M. Dominique Chagnollaud a estimé qu'un tel dispositif, parce qu'il tend à présumer l'expression du suffrage et à fixer une obligation de résultat aux électeurs, était sans doute contraire à la Constitution.

Mme Gisèle Gautier, présidente, a indiqué que les sanctions financières ou les « primes » évoquées par Mme Danièle Pourtaud étaient peu dissuasives pour les grands partis politiques, M. Dominique Chagnollaud rejoignant ce propos.

Mme Odette Terrade a rappelé que les listes dissidentes pouvaient également faire perdre des sièges aux formations politiques dont les candidats adoptent une telle stratégie et a souligné la nécessité de continuer à mobiliser les femmes sur le thème de la parité.
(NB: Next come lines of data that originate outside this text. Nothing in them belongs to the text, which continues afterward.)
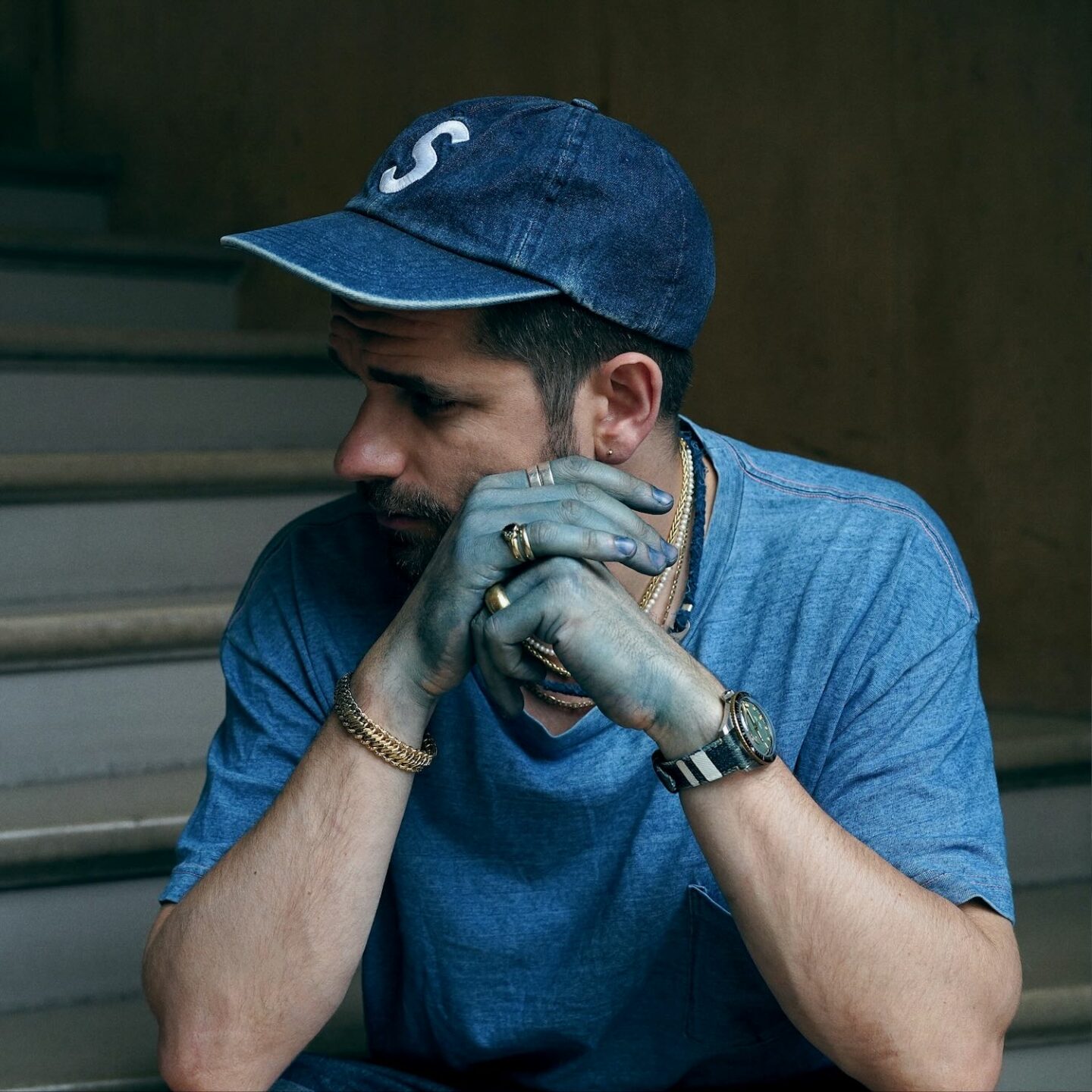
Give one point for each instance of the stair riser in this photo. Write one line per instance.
(101, 721)
(52, 209)
(1047, 833)
(77, 942)
(54, 554)
(71, 296)
(124, 411)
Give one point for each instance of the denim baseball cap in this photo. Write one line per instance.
(506, 198)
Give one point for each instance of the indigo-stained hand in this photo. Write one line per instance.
(639, 676)
(587, 518)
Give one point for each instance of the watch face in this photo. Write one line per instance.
(754, 727)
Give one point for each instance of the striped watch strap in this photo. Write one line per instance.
(711, 762)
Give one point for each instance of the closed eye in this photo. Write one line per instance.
(427, 406)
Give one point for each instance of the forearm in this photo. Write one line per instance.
(258, 955)
(893, 982)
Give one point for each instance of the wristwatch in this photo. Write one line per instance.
(744, 742)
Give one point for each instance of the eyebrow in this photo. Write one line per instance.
(406, 380)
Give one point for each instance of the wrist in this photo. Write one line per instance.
(692, 727)
(390, 692)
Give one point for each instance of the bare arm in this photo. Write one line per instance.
(899, 987)
(250, 965)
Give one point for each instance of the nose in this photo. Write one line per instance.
(375, 447)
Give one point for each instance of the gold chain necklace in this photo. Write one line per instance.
(682, 523)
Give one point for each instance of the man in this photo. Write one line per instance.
(702, 789)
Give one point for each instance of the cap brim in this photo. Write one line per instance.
(370, 262)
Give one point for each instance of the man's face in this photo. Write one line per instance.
(436, 417)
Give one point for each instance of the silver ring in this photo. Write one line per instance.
(540, 474)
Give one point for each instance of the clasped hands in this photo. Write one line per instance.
(638, 675)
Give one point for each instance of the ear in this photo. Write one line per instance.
(623, 401)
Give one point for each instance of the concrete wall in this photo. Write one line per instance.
(900, 195)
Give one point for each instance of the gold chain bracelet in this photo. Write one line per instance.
(376, 739)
Mme Danièle Pourtaud a rappelé que beaucoup de grands électeurs de certains départements urbains, comme en région parisienne, étaient désignés par les partis.

Mme Sylvie Desmarescaux a rappelé que les femmes étaient, le plus souvent, pénalisées par le système des listes dissidentes où elles figurent en seconde place.

Mme Gisèle Gautier, présidente, a rappelé l'importance du « vivier » des femmes ayant accédé à des responsabilités d'élus locaux. Elle a ensuite regretté que la loi sur la parité n'ait pas été au bout de sa logique en imposant l'alternance hommes/femmes au sein des exécutifs locaux et s'est enfin interrogée sur la compatibilité d'une telle mesure avec les exigences constitutionnelles.

Prenant l'exemple des élections municipales, M. Dominique Chagnollaud a estimé qu'il n'y avait pas de contrariété majeure.

Il a plaidé pour une conception « positive » de la parité et a enfin insisté sur la nécessité de bien identifier, s'agissant des élections sénatoriales, le motif -qui peut être légitime- pouvant justifier un « recul » du respect du principe de parité au moment où celui-ci tend à progresser dans l'ensemble des autres systèmes électoraux.